Despite Ball, Who Serves as Ranker of Corps Committee, Calling for Immediate Hearing on IBM, Chairman Brodsky Ignores Issue
As Ranker of the Assembly Committee on Corporations, Authorities and Commissions, Assemblyman Greg Ball (R, C, I – Patterson) called on committee Chair, Assemblyman Richard Brodsky, to hold a public hearing regarding the IBM layoffs and the company’s financial deals with the state. Ball went so far as to schedule and reserve potential times and places to hold a public hearing, either for this past Monday or Wednesday, however, did not hear back from Chairman Brodsky.
“IBM made a promise to New York taxpayers when they accepted millions from the state coffers and we need to make sure that this promise is kept. It is discouraging that numerous attempts to reach Chairman Brodsky on this issue and to hold a public hearing have been ignored. And now, many months and layoffs later, my efforts to shed light on the state’s dealings with IBM through the proper channels, by holding an open public hearing with this committee, are still being ignored,” said Ball. “If this isn’t a cover up through stonewalling, I don’t know what else to call it, because the Chairman refuses to even respond to my nonpartisan and repeated attempts to hold an official public hearing.”
Ball first went public on the IBM issue after constituents alerted him to the severity of the layoffs made by the company. For example, many employees were refused severance and health care packages, despite promises made by the company that these benefits would be kept when layoffs were made. Ball began working with Alliance at IBM, the employee union, and began independently investigating the state’s financial dealings with the corporation. After learning that the state was pumping hundreds of millions of taxpayer dollars into IBM despite the layoffs, Ball called on Assemblyman Brodsky to hold an immediate public hearing.

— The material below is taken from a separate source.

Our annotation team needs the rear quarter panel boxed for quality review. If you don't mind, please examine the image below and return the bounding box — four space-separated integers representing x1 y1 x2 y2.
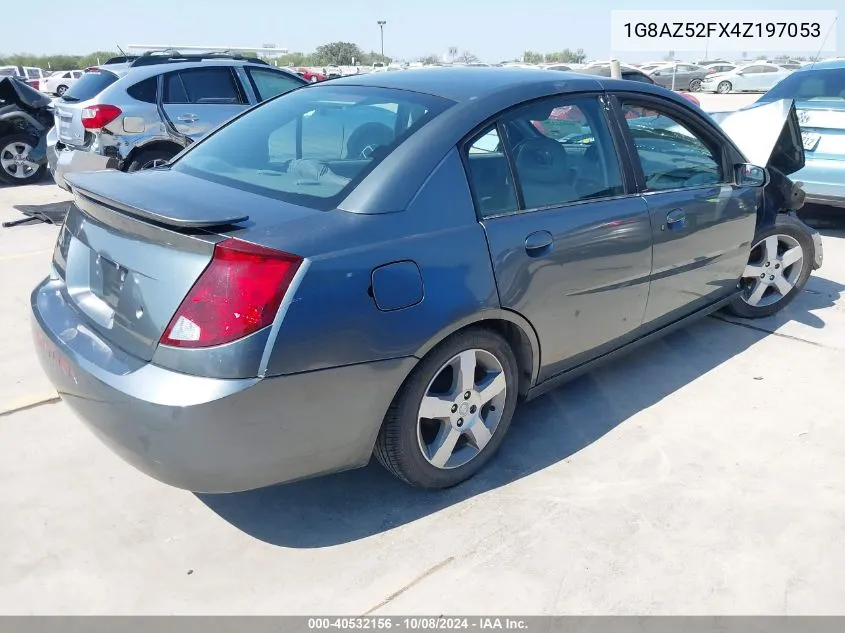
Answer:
264 148 503 376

Ball even organized and attended rallies and press conferences outside IBM facilities to bring light to these financial dealings and the terms of the layoffs. Behind the scenes, he continued reaching out to Mr. Brodsky’s office in hopes that the chairman of the pertinent committee would call for a hearing to protect his own constituents. Yet, repeated calls and correspondence to his office have gone unanswered and no correspondence has taken place, other than letters sent by Ball’s office.
In fact, in a letter dated earlier this month, Ball personally wrote to the Chairman explaining the importance of conducting such a hearing and detailing how his office has already taken the time to schedule and reserve a selection of dates, times and locations as to best accommodate the Chairman’s schedule.
“Residents of the Hudson Valley and current and past employees of IBM should know that I will continue pressing the Chairman to hold a public hearing while independently shedding light on the apparent backroom deal making,” said Ball.